Contrary to what the convoluted title may imply, you’re no hero fighting off hordes of aliens. Rather, you take control of a mutant blob whose sole purpose in life is to devour everything in its path. I really do mean everything; pennies, teeth, canned food, helicopters, buildings, and high school graduates are just a few candidates for consumption.
Your excursion begins as just a wee dribble, no more than a couple of centimetres in height. As you continue to consume objects, however, your blobbiness multiplies and you become bulky enough to devour entire human beings and scale buildings in a single leap. Possibly the most amusing part of the entire experience is watching the villainous glob of goo evolve from the size of a dime into a planet. The game keeps track of your height (using the metric system – sorry, Americans) in the upper right corner, as growth is mandatory for solving puzzles and being able to consume large objects.
Speaking of which, this is a rather dextrous adventure, at least in the context of the platforming genre. Not a single level in the game is a linear left-to-right side-scroller. Instead, you’ll find yourself travelling all over the map and revisiting areas you’ve already been to. Even the action segments of the game require you to put on your thinking cap so you can maximise the points you collect.
When not hunting down obscure morsels, the globule is also capable of wall jumping, pushing objects, stomping on foes, squishing to reach narrow passages, and even committing suicide on command. Since you’re playing as a blob, though, jumps have noticeably more float to them than the standard 2D hero. This can be used to your advantage when trying to aim and squish yourself into high-up crevices. On occasion, you’ll also get to use a jetpack and the power of magnetism to solve various puzzles.
It’s rare to see such an agile fellow in a platforming game, let alone maintain a semblance of challenge with so many abilities on offer, but Mutant Blobs Attack has possibly the most balanced difficulty I’ve seen. You’re rendered very mortal by your life bar and are susceptible to being squished, but you have an infinite stock of lives to pluck from and save points are plentiful. Consuming items in the stage also adds to your health, so you’d have to be truly inept to fall to the standard enemies. The puzzle sections in each stage thankfully only test your wit and not your patience – this isn’t a game you’re likely to get stuck in.

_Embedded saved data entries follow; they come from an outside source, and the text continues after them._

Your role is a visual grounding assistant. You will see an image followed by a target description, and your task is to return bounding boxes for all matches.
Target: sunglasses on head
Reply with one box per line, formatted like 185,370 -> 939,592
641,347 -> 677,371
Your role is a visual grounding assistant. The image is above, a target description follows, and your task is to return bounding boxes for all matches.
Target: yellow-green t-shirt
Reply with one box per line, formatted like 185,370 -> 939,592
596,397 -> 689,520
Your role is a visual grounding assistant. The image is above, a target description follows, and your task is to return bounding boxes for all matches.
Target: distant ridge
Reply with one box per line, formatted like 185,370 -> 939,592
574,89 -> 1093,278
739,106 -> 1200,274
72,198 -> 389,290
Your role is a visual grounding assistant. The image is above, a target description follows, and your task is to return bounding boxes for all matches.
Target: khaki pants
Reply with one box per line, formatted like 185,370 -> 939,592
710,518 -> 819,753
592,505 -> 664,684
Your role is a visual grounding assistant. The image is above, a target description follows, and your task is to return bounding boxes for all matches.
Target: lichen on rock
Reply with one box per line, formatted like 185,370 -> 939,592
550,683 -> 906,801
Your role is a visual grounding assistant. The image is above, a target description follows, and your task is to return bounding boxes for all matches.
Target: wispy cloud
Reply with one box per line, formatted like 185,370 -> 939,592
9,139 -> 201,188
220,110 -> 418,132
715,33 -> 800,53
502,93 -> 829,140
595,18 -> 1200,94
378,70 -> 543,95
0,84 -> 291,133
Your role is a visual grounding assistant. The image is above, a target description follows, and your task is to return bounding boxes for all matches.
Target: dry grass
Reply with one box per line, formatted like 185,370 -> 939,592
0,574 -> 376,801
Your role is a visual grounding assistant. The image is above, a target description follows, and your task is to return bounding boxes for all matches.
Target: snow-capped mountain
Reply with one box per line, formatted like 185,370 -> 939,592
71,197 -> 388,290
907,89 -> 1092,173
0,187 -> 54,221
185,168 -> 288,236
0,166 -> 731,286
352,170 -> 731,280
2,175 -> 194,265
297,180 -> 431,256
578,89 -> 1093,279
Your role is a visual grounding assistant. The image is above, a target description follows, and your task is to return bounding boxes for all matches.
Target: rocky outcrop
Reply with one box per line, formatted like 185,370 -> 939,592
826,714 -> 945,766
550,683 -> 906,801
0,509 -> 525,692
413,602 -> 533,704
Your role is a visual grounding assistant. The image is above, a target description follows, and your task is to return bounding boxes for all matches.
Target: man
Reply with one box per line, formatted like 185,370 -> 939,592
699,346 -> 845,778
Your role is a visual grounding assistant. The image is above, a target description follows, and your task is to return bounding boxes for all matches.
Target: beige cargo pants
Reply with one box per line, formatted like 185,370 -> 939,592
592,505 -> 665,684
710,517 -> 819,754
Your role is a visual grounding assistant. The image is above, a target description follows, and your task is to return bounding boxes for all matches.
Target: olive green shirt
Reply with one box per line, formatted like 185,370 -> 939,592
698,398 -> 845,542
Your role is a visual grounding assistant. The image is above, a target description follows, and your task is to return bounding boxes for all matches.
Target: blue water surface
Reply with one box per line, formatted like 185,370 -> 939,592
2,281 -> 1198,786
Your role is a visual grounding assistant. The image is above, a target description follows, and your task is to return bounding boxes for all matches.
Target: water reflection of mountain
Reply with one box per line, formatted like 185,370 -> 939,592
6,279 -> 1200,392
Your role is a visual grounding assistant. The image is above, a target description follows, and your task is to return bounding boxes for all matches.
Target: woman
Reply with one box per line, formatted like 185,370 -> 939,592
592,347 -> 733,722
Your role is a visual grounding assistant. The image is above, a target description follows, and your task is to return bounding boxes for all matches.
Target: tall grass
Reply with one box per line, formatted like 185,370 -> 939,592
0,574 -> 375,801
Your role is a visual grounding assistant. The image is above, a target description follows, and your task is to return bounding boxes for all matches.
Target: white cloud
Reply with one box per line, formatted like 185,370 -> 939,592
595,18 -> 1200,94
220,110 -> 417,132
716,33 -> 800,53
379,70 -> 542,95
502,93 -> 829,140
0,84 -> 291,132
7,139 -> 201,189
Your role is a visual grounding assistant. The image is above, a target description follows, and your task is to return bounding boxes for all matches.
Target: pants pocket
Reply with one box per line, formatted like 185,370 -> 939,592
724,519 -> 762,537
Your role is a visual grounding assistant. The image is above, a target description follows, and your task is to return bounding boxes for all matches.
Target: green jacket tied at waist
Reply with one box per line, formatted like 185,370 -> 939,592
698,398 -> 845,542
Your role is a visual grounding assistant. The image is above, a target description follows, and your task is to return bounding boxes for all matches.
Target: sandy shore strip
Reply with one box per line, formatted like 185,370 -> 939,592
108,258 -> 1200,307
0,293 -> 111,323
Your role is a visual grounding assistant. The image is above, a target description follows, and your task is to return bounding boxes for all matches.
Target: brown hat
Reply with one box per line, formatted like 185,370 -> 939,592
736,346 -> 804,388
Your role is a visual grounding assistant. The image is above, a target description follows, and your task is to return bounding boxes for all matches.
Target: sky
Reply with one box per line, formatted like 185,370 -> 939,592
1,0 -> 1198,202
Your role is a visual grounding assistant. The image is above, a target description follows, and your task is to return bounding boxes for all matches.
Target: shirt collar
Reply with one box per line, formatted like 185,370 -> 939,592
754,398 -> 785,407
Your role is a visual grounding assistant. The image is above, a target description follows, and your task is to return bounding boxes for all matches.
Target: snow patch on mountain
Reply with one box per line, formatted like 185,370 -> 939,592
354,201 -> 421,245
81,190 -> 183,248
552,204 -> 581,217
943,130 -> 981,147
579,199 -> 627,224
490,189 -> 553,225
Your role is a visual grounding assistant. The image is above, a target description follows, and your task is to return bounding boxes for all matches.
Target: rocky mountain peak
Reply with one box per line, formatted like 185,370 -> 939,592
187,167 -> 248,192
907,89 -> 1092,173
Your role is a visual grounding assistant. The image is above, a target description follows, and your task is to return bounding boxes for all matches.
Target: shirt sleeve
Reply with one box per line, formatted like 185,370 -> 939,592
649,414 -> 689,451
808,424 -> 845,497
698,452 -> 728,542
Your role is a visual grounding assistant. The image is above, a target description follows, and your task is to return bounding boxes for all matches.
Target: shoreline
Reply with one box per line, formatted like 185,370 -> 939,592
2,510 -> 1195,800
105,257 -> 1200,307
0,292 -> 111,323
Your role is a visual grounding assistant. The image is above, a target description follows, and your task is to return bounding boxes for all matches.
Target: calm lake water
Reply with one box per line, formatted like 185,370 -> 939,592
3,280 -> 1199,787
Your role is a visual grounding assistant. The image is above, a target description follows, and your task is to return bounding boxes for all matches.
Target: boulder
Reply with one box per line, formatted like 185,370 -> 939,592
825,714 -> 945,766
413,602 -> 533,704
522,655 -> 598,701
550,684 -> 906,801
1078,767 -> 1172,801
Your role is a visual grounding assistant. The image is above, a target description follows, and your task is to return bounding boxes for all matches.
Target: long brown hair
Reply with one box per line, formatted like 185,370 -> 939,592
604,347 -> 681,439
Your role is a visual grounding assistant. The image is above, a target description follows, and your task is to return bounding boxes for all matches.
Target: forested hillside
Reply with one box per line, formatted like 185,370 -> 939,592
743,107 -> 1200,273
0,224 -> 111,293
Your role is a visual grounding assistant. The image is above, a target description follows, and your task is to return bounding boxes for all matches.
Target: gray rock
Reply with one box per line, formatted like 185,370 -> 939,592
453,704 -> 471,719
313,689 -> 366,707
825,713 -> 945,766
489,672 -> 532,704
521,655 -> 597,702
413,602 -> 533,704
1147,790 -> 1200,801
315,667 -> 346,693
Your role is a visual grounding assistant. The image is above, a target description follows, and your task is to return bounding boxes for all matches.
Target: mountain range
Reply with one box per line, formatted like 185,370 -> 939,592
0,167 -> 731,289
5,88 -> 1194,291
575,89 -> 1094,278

There’s still plenty to do after completing the sufficiently lengthy 20 levels. Two bizarrely coloured blobs are hidden in each stage and need to be collected to claim 100% completion. Similarly, each level has a score quota that, should you reach it, rewards you with a gold or silver medal for your efforts. There are also optional levels that ditch the game’s traditional control scheme in favour of gravity-free tilt sessions. If you’re one to replay stages over and over, you’ll be glad to know there’s an online leader board (and a fairly active one at that).
What really gives the game its soul is the dry humour. You can tell nothing is taken seriously, from the silly background advertisements and subtitle-free babbling human speech. The cartoony art style accentuates the wit, and I found myself growing fond of it despite being turned off initially. There’s not a whole lot in the way of music, but the tunes there are catchy enough to serve the purpose of a soundtrack.
The few quibbles I have are fairly minor. On occasion, the touch controls can get a bit cramped when there are multiple objects that need to be dragged, all annoyingly in the same area. Those with obsessive compulsive disorder will be infuriated by some the fast moving sections, as they tend to leave high scores borderline unobtainable without hundreds of tries.
These people also be annoyed that there’s no real indication of when a level ends; you’ve got to judge for yourself when to progress knowing you could be leaving score behind. Least of all your worries is that cutscenes will be skipped simply by touching the screen, but this is nullified by the option to view them again from the main menu.
All said, there’s little excuse not to download Tales From Space: Mutant Blobs Attack. DrinkBox’s second effort has the most content you can get for such a cheap price and what’s there is positively golden. Like the main character, you’ll find yourself more and more addicted as the game goes on.